The world today is increasingly visual. Many of the most popular online social networking services are largely powered by images, making image privacy protection a critical research topic in the fields of ubiquitous computing, usable security, and human-computer interaction (HCI). One topical issue is understanding privacy-threatening content in images that are shared online. This dataset article introduces DIPA2, an open-sourced image dataset that offers object-level annotations with high-level reasoning properties to show perceptions of privacy among different cultures. DIPA2 provides 5,897 annotations describing perceived privacy risks of 3,347 objects in 1,304 images. The annotations contain the type of the object and four additional privacy metrics: 1) information type indicating what kind of information may leak if the image containing the object is shared, 2) a 7-point Likert item estimating the perceived severity of privacy leakages, and 3) intended recipient scopes when annotators assume they are either image owners or allowing others to repost the image.
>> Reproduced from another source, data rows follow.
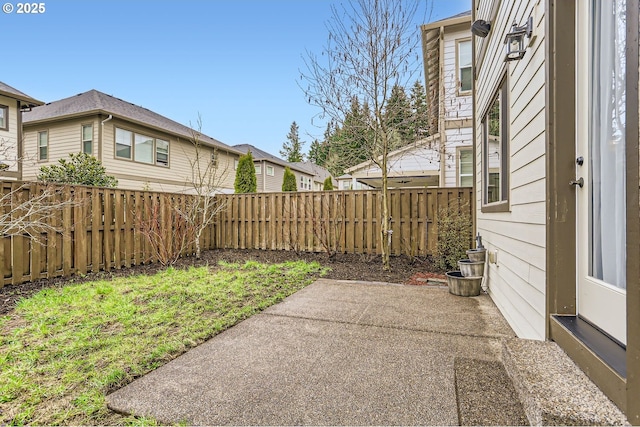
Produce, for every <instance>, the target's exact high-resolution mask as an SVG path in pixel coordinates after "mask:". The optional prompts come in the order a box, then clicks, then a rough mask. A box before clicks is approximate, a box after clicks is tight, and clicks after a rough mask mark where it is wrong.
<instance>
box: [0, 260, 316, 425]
mask: <svg viewBox="0 0 640 427" xmlns="http://www.w3.org/2000/svg"><path fill="white" fill-rule="evenodd" d="M324 271H325V270H324V269H323V268H322V267H321V266H320V265H319V264H317V263H305V262H304V261H298V262H287V263H283V264H273V265H265V264H260V263H257V262H253V261H249V262H247V263H245V264H244V265H238V264H226V263H221V264H220V265H219V266H217V267H216V268H215V269H213V268H208V267H198V268H189V269H188V270H178V269H173V268H169V269H167V270H165V271H162V272H159V273H157V274H155V275H153V276H144V275H141V276H135V277H127V278H117V279H113V280H105V281H95V282H86V283H80V284H70V285H68V286H66V287H64V288H52V289H46V290H43V291H41V292H39V293H38V294H36V295H34V296H33V297H31V298H28V299H25V300H22V301H21V302H20V303H19V304H18V306H17V308H16V310H15V311H14V312H13V313H11V314H10V315H9V316H5V317H0V332H1V335H0V424H38V425H43V424H76V425H78V424H84V425H96V424H153V423H154V421H153V420H145V419H134V418H131V417H129V418H127V417H123V416H120V415H117V414H115V413H113V412H111V411H109V410H108V409H107V407H106V404H105V395H106V394H108V393H109V392H110V391H113V390H115V389H117V388H120V387H122V386H124V385H125V384H128V383H130V382H131V381H132V380H133V379H135V378H136V377H139V376H141V375H144V374H145V373H147V372H149V371H151V370H153V369H155V368H157V367H158V366H160V365H163V364H164V363H166V362H168V361H169V360H171V359H174V358H175V357H176V356H178V355H180V354H181V353H184V352H185V351H186V350H188V349H190V348H193V347H195V346H196V345H198V344H200V343H202V342H203V341H205V340H206V339H208V338H211V337H212V336H214V335H216V334H218V333H219V332H221V331H223V330H224V329H227V328H229V327H230V326H232V325H234V324H236V323H238V322H239V321H241V320H243V319H246V318H247V317H249V316H251V315H253V314H255V313H256V312H258V311H260V310H263V309H264V308H266V307H268V306H270V305H272V304H274V303H276V302H278V301H281V300H282V299H283V298H285V297H287V296H288V295H290V294H292V293H294V292H296V291H298V290H300V289H302V288H303V287H305V286H307V285H308V284H310V283H311V282H312V281H313V280H315V278H317V277H318V276H320V275H322V274H323V273H324Z"/></svg>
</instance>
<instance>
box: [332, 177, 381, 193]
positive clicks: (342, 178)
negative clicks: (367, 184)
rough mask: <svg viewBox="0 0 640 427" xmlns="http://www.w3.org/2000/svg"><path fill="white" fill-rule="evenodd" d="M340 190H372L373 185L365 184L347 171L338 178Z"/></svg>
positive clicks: (338, 177) (338, 181)
mask: <svg viewBox="0 0 640 427" xmlns="http://www.w3.org/2000/svg"><path fill="white" fill-rule="evenodd" d="M337 180H338V190H370V189H372V188H373V187H370V186H368V185H367V184H364V183H362V182H360V181H358V180H357V179H355V178H354V177H353V176H351V175H349V174H348V173H345V174H344V175H340V176H339V177H338V178H337Z"/></svg>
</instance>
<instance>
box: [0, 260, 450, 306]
mask: <svg viewBox="0 0 640 427" xmlns="http://www.w3.org/2000/svg"><path fill="white" fill-rule="evenodd" d="M247 260H255V261H259V262H263V263H269V264H277V263H281V262H284V261H289V260H305V261H309V262H311V261H317V262H319V263H320V264H322V265H323V266H326V267H329V268H330V269H331V271H330V272H329V273H328V274H327V275H326V276H325V277H326V278H329V279H339V280H362V281H373V282H390V283H405V284H410V285H427V286H433V285H435V286H439V285H441V283H438V282H433V281H432V280H428V279H430V278H433V277H436V278H444V276H442V275H440V274H437V273H431V271H434V268H433V267H432V263H431V262H430V260H429V259H422V258H413V259H411V258H409V257H406V256H392V257H391V271H384V270H383V269H382V263H381V259H380V256H372V255H356V254H338V255H336V256H335V257H333V258H331V259H330V258H329V257H328V256H327V254H325V253H307V252H303V253H295V252H291V251H262V250H214V251H206V252H204V253H203V254H202V258H201V259H200V260H196V259H195V258H183V259H181V260H180V261H179V262H178V263H177V264H176V267H178V268H184V267H188V266H191V265H216V264H217V263H218V261H227V262H241V263H243V262H245V261H247ZM162 268H163V267H162V266H161V265H160V264H147V265H138V266H135V267H131V268H124V269H117V270H110V271H108V272H104V271H103V272H99V273H90V274H87V275H84V276H82V277H78V276H73V277H66V278H63V277H57V278H53V279H43V280H38V281H35V282H27V283H22V284H19V285H6V286H5V287H3V288H0V315H3V314H6V313H8V312H10V311H11V310H13V308H14V307H15V304H16V301H18V300H19V299H21V298H27V297H29V296H31V295H33V294H34V293H36V292H38V291H39V290H41V289H44V288H51V287H60V286H64V285H66V284H69V283H80V282H84V281H88V280H89V281H90V280H101V279H109V278H113V277H127V276H134V275H139V274H153V273H156V272H157V271H158V270H161V269H162Z"/></svg>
Our dataset contains unique data from two cultures: We recruited annotators from both Japan and the U.K. to demonstrate the impact of culture on object-level privacy perceptions. In this paper, we first illustrate how we designed and performed the construction of DIPA2, along with data analysis of the collected annotations. Second, we provide two machine-learning baselines to demonstrate how DIPA2 challenges the current image privacy recognition task. DIPA2 facilitates various types of research on image privacy, including machine learning methods inferring privacy threats in complex scenarios, quantitative analysis of cultural influences on privacy preferences, understanding of image sharing behaviors, and promotion of cyber hygiene for general user populations.